Several wings shot up. Willard and Judy were notorious rousers, so it was decided that with Lester’s help they would get the train stopped while everyone else prepared to jump train as soon as they reached a reasonable speed.
Once the door was opened, Willard, Judy and Lester slipped into the car and under the closest seat.
“Close that door!” someone hollered, and the door was quickly shut.
Willard moved up the right side of the train, while Judy made for the left. Lester stayed by the door, eyeing a small pooch in a purse two rows up. Willard found a traveler typing on a very expensive looking computer, and Judy prepared to surprise a woman applying eyeshadow in a deep shade of blue.
Willard gave the signal, a small guttural bok that would have been mistaken by anyone as a human clearing its throat, and the three agitators jumped into action. Judy leaped into the lap of the makeup artist, causing the girl to poke herself in the eye and scream a glass-shattering wail.
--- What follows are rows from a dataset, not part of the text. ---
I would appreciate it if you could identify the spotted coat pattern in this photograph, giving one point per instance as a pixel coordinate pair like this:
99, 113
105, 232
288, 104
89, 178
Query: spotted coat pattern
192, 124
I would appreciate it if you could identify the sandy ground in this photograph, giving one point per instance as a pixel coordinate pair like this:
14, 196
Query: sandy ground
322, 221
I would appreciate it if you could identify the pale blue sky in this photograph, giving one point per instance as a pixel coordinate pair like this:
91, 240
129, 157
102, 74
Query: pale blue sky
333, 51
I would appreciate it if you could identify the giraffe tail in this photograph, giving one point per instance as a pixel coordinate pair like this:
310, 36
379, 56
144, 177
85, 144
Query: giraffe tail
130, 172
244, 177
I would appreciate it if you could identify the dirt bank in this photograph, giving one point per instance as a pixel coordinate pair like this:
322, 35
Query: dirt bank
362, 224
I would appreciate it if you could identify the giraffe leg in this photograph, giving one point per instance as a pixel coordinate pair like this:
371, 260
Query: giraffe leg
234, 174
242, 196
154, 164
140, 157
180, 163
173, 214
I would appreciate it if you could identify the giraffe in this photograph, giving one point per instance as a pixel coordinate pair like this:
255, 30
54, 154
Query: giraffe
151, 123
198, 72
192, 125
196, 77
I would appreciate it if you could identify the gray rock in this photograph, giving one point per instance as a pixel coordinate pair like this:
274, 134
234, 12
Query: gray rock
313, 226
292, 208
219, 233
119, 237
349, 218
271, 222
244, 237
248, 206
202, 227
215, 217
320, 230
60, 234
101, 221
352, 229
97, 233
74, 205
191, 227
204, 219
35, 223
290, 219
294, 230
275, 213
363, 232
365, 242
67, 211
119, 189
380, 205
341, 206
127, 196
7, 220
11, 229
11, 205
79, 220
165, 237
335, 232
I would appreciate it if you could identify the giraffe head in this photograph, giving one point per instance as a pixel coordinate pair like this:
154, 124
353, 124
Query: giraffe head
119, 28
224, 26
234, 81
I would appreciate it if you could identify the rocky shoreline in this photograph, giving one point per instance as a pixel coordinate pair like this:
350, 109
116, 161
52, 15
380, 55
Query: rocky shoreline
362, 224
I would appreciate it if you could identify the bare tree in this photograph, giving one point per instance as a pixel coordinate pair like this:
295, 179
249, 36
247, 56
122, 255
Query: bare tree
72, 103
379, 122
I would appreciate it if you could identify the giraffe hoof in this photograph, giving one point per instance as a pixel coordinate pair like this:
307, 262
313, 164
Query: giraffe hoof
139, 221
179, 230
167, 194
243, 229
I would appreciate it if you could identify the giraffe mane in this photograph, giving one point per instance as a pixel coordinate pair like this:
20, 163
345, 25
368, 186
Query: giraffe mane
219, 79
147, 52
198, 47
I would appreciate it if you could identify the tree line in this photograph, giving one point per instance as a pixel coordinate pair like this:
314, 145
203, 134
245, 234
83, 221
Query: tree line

The two ladies accompanying her swung wildly with their purses, trying to bat Judy away, but Judy was too quick for them causing their swings to miss the mark and hit nearby passengers instead.
Meanwhile, Willard jumped up onto the traveler’s keyboard, causing him to swear and jump to his feet. This threw Willard forward into the lap of an unsuspecting newspaper devotee, whose elbow knocked into the drink of the human on his left. Coffee flew into the aisle, splattering on the polished shoes of several important businessmen and society ladies.
Seizing the perfect moment, Lester leapt into the seat beside the pocket-pooch and began to peck its head. This added barking to the human shouts, curses and screams.
Willard and Judy fled under the seats back to Lester, and the three eagerly awaited the sudden jarring stop that would occur once someone pulled the emergency cord. However, the pandemonium continued, and no one pulled the cord. Desperate to not lose the moment, Willard started biting the ankles nearest to him, and Judy, quickly catching on to his plan, did the same. Once Lester joined in, passengers were falling left and right on top of other passengers until finally the make-up artist, still blinded by the stinging blue eyeshadow in her eye, fell and pulled the emergency stop.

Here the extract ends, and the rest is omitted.